Once the window gets a smoke film on it, it's virtually useless to see thru.  Yes, you can clean it, but the film will come right back after a few hours of smoking, especially if it's cold outside.

Save the money  on glass, and add things like:

Adjustable brackets for more racks

Jerky Screens

How about a 800 watt/1200 watt element?

Todd


----------



## linguica (Dec 9, 2012)

MSG: Mr Todd Johnson. ORIGIN: IMF-SMF section.   Your mission, should you accept it, is to Invade and undermine MasterBuilt by designing and building a mid-priced smoker that does what the packing box says it will. This smoker must work properly out of the box while still leaving some "tinker room" for DIY's. As always, if you or your team are compromised, SMF will disavow any knowledge of the IMF Force.  This thread will self destruct  in 30 seconds


----------



## tjohnson (Dec 9, 2012)

Linguica said:


> MSG: Mr Todd Johnson. ORIGIN: IMF-SMF section.   Your mission, should you accept it, is to Invade and undermine MasterBuilt by designing and building a mid-priced smoker that does what the packing box says it will. This smoker must work properly out of the box while still leaving some "tinker room" for DIY's. As always, if you or your team are compromised, SMF will disavow any knowledge of the IMF Force.  This thread will self destruct  in 30 seconds


I should have saved the box from my new 2012 MES 40!

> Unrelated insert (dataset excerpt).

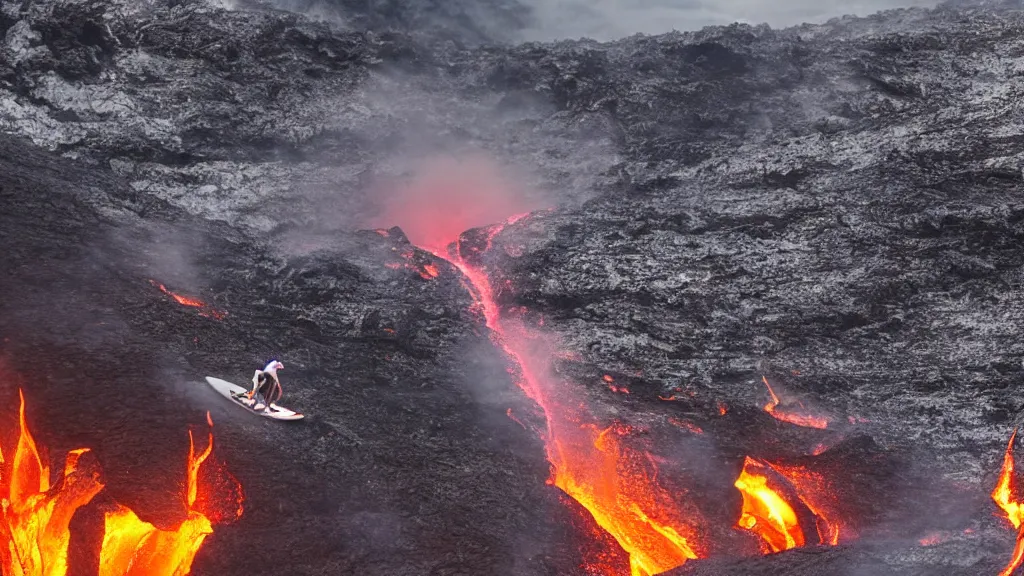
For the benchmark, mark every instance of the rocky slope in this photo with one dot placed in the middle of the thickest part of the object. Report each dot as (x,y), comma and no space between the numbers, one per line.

Would have worked perfectly, and in the event it got destroyed, find another box


----------



## barbqjim (Dec 9, 2012)

Sorry to hear the issues with the new MES. Nice mod. I am anxious to hear how it works side by side with the previous model. I am going to buy a 40 MES but I am not sure if i should go with the 2012 or the 2011 model. I currently have a offset smoker and it works well but is quite high in tending. I want to get the MES and a AMNPS to simplify things a bit I hope. thanks for the info and any future comparisons.


----------



## texacajun (Dec 11, 2012)

TJohnson said:


> Thanks Dude!
> 
> IMHO:
> 
> ...


I couldn't agree more with you Todd. The more bells and whistles you add the more issues your going to have.

The hinge on the new model looks poorly designed. You have to remember these are manufactured in china.

From the looks of it they have really started skimping on the quality. I will stick with my old MES 40''.

But coming from your point of view I understand your purchase of the new model. I would like to see a built in

stop for the door installed on the hinge itself. Like the older model see the stop installed in the older one circled

in red and no stop in the newer model above it.













348x261px-LL-30d71029_DSCF5487.jpg



__ texacajun
__ Dec 11, 2012


----------



## tjohnson (Dec 11, 2012)

I'm slammed with Holiday orders, but promise to post a side x side thread of the Old Model MES 40 and the New 2012 MES 40.  I just so happen to have a brand new unit of each model for the comparison.

I have also heard complaints about the side vent on the 2012 MES. 

If the wind is blowing, the unit will "Backdraft", and smoke actually comes out thru the chip loader.

We're working on a simple mod for this

Bells & Whistles look cool, but they have to function too

Good thing I purchased the extended warranty!!!

Todd


----------